Re: Hostnames, IDNs, Punycode and Unicode Case Folding

Поиск
Список
Период
Сортировка
От Andrew Sullivan
Тема Re: Hostnames, IDNs, Punycode and Unicode Case Folding
Дата
Msg-id 20141230015309.GJ54847@crankycanuck.ca
обсуждение исходный текст
Ответ на Re: Hostnames, IDNs, Punycode and Unicode Case Folding  (Mike Cardwell <pgsql@lists.grepular.com>)
Список pgsql-general
On Tue, Dec 30, 2014 at 12:53:42AM +0000, Mike Cardwell wrote:
> > Hmm.  How did you get the original, then?
>
> The "original" in my case, is the hostname which the end user supplied.
> Essentially, when I display it back to them, I want to make sure it is
> displayed the same way that it was when they originally submitted it.

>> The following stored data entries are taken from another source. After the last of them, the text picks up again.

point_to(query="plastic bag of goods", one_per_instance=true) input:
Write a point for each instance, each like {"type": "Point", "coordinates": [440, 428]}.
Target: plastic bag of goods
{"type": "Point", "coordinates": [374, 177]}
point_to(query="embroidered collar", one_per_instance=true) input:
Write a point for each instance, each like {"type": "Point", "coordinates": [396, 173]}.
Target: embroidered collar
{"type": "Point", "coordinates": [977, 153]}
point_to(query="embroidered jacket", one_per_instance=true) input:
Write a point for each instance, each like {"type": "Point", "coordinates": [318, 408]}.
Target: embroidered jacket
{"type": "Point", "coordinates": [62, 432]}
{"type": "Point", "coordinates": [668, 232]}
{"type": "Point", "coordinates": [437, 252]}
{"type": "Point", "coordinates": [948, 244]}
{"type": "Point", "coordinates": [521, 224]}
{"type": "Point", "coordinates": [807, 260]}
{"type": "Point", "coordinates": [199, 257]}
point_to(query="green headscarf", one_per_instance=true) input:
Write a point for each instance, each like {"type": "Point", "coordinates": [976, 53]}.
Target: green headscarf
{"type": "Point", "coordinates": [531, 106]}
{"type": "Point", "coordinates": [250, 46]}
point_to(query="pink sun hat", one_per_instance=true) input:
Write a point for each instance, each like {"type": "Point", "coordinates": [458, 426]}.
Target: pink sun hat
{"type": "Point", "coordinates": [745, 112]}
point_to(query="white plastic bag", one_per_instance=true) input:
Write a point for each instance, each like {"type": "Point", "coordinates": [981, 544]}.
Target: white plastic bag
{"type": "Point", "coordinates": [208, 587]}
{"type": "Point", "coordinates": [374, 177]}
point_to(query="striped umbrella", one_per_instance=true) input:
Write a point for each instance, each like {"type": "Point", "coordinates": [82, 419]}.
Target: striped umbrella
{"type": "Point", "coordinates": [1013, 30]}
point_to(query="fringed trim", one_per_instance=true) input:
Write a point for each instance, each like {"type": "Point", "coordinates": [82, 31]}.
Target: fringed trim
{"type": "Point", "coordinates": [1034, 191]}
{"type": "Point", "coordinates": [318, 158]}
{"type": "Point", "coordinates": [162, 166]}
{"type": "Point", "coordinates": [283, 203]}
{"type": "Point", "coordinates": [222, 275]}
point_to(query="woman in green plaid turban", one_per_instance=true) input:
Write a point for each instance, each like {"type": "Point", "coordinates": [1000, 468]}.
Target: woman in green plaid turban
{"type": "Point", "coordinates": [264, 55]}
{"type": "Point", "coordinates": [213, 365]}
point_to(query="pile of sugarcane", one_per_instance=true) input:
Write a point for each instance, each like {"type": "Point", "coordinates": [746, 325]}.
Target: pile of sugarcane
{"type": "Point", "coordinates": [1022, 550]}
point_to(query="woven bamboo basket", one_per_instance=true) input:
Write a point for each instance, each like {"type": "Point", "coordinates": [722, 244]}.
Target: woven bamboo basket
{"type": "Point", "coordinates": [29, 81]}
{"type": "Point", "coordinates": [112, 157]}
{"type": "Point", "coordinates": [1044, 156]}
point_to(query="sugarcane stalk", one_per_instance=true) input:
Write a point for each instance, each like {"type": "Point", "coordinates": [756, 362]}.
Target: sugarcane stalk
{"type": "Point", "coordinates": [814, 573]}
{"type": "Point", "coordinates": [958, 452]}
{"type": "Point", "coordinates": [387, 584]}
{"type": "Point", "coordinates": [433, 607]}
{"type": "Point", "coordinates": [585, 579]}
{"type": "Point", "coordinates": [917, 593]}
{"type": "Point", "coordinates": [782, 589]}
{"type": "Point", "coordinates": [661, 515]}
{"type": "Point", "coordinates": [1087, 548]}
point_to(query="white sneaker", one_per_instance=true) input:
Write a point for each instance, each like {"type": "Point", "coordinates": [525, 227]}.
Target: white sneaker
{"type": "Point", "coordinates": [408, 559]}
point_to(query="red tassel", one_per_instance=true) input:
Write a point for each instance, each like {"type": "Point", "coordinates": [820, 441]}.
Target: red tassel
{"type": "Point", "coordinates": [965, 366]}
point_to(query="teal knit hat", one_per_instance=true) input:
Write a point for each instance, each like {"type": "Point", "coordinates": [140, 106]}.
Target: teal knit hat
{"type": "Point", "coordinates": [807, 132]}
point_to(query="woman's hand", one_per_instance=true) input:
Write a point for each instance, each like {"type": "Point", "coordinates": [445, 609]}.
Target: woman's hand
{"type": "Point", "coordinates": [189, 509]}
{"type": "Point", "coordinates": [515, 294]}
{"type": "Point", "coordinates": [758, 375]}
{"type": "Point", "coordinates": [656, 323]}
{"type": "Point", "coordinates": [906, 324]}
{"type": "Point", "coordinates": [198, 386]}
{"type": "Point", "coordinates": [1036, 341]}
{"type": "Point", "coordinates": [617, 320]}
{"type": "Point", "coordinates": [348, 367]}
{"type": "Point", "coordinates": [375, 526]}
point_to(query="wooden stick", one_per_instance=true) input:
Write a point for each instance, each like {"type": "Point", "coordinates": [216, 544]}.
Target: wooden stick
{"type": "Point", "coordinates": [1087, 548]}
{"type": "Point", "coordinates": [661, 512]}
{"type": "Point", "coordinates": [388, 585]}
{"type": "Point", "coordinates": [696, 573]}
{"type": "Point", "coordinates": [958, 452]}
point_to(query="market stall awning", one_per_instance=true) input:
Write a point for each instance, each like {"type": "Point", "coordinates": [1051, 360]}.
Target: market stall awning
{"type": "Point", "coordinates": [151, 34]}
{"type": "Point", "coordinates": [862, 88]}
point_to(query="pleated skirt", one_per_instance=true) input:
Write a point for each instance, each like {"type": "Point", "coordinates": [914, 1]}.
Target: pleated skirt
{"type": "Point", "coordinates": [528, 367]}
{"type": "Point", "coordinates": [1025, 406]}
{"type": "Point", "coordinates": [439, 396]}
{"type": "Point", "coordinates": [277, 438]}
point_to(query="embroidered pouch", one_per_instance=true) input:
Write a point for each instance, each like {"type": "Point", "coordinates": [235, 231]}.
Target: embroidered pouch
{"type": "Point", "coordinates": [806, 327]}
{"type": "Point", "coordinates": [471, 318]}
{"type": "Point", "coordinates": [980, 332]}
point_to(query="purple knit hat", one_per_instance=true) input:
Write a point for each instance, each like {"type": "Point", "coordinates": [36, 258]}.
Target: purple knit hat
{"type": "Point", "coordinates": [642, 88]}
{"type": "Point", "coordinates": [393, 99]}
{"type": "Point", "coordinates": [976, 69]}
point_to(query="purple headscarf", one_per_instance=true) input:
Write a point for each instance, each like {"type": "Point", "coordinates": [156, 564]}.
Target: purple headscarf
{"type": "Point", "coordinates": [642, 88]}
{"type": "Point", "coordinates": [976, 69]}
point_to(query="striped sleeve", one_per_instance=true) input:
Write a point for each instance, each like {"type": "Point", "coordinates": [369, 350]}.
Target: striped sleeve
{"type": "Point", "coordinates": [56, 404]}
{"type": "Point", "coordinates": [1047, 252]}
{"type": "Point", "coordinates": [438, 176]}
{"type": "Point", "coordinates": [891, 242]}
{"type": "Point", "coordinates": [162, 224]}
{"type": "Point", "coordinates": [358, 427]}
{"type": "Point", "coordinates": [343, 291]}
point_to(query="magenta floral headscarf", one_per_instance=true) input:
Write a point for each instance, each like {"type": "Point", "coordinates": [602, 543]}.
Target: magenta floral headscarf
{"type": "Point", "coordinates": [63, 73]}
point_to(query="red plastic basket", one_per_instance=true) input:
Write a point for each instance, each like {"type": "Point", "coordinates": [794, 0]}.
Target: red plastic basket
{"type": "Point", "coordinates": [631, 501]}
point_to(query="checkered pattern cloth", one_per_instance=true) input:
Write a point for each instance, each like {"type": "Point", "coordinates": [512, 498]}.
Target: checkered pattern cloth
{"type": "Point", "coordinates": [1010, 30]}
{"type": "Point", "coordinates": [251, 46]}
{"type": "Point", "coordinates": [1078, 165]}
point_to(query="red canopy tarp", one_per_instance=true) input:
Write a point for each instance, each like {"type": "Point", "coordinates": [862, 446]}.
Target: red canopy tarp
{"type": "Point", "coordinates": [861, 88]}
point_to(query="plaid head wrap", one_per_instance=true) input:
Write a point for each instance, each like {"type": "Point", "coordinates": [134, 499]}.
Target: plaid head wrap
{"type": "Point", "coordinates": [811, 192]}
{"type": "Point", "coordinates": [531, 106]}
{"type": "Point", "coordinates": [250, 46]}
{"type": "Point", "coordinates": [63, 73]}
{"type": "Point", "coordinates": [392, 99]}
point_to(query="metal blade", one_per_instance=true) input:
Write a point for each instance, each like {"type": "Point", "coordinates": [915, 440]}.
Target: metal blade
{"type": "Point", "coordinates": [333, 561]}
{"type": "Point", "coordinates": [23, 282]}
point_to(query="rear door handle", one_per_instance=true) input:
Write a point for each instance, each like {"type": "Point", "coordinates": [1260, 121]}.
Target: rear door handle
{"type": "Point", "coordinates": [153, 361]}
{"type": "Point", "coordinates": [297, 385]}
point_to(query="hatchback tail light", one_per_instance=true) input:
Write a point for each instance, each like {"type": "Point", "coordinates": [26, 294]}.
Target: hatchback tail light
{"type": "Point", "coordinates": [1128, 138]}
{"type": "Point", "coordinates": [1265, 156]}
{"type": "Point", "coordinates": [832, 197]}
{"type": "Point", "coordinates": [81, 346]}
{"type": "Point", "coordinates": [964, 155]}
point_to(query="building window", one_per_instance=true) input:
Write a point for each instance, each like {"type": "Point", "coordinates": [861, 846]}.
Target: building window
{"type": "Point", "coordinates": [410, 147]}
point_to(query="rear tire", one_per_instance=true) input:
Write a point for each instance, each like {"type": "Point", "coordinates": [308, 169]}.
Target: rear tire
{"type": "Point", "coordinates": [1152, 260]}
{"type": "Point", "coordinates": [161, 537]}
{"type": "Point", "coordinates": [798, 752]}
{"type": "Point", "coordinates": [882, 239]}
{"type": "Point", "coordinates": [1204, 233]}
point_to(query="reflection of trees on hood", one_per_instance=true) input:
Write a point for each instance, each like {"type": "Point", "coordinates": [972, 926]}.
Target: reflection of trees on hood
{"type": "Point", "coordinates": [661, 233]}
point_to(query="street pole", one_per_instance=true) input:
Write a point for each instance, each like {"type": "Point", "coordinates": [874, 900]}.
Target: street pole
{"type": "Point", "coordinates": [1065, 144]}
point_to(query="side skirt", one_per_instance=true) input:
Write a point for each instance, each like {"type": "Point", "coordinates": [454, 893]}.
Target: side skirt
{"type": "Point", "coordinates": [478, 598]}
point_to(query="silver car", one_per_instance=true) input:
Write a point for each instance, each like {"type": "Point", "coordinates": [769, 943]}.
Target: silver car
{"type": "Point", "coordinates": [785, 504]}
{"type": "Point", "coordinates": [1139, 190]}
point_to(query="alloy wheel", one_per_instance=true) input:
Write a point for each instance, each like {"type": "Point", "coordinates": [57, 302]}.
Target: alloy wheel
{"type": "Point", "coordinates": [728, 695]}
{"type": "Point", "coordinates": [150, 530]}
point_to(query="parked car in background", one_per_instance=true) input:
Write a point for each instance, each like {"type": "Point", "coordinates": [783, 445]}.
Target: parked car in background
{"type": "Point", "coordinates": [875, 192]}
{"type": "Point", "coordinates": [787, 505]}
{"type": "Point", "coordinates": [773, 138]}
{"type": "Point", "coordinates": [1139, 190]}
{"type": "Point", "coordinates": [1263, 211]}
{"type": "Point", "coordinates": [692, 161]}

Ah.  This gets even better™ for you, then, because whereas in IDNA2003
you can pass it an old fashioned LDH name (letter, digit, hypen),
IDNA2008 treats those as _outside_ the spec.  So basically, you first
have to get a label and determine whether it is LDH or not (you can do
this by checking for any octet outside the LDH range) and then you can
decide which way to process it.  In IDNA2003, the punycode output from
an LDH label turns out always to be the LDH label.  The reason for
this is that you're supposed to validate that a U-label is really a
U-label before registering in IDNA2008, and lots of perfectly good LDH
labels (like EXAMPLE) are not valid under IDNA2008 because of upper
case.

(If by now you think that maybe it's time for this DNS thing to get
replaced, you have company.)

> I was unaware of the different versions of IDNA. I basically started using
> the Perl module IDNA::Punycode in my project and assumed that this was the
> only type. Seems like I need to do some more reading.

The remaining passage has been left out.